The Cambodian Children’s Fund (CCF) said on Tuesday that 48 families have been made homeless after a fire swept through their homes in Phnom Penh on Sunday afternoon.

No one was injured in the blaze, which happened in the Sambok Chab area of Meanchey district’s Stung Meanchey commune, but most of the families have been left with nothing.

CCF is a non-profit organisation established in 2004 to support poor children who live near a former Phnom Penh municipal dump.

CCF Community Outreach Manager Hoy Leanghoin told The Post on Tuesday that it launched a fundraising campaign on Monday for the affected families.

Leanghoin said the organisation had yet to officially determine the amount of money needed to build new homes for those affected, but the initial idea is to build 4m by 5m wooden and tin houses which cost up to $1,500 each.

“We want to build safer, more secure homes which cost between $1,000 and $1,500. But this does not include items such as mattresses, pillows and floor mats.

“The new homes will be better as most of the families lived in shacks that had a high risk of catching fire – and we don’t want see this happen again,” Leanghoin said.

As most of those affected do not have relatives to stay with, the CCF has allowed them to stay temporarily in one of its community schools.

The CCF is also providing food twice a day until the families can afford their own pots and pans to cater for themselves in eventually new homes.

Leanghoin said 80 per cent of the affected families are CCF-supported and have children in its education programme.

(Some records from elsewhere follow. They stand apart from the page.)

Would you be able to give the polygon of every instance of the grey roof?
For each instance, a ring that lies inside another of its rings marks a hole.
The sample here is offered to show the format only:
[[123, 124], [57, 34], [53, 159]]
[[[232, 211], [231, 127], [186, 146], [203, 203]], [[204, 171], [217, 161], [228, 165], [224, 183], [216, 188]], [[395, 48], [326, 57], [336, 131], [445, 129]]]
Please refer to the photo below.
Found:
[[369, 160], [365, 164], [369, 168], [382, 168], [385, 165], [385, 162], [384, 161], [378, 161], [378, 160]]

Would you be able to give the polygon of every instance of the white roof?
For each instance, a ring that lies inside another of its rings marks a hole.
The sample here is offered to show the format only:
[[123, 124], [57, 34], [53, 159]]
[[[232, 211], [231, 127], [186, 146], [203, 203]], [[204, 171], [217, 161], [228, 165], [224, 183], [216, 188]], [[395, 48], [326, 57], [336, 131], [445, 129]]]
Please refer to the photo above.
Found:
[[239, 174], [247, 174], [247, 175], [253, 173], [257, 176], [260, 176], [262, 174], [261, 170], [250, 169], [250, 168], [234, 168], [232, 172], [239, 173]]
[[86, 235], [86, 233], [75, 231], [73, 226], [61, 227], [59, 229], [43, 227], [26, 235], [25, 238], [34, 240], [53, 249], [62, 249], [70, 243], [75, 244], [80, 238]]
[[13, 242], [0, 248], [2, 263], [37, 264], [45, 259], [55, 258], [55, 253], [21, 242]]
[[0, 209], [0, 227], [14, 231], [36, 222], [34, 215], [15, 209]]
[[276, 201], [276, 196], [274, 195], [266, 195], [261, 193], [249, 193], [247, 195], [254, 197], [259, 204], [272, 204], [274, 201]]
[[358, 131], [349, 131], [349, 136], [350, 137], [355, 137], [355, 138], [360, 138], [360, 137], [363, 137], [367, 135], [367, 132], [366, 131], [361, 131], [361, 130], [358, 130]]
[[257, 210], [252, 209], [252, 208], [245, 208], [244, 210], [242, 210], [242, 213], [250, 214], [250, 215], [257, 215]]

“This is the worst thing that’s happened to the CCF community. These families really need our help. Most of them were forced to escape their homes taking nothing with them. They need clothes, food, water and money,” he said.

Since 2004, the CCF, Leanghoin said, has provided assistance packages to more than 3,500 families in the form of food, monthly cash allowances and medical care. He said the CCF has also built homes for around 464 families.

He added that CCF founder and executive director Scott Neeson was returning to Cambodia on Tuesday and a fundraising campaign for those affected by the fire will be discussed further with him.

Phnom Penh municipal governor Khuong Sreng visited the site on Monday to donate food and money.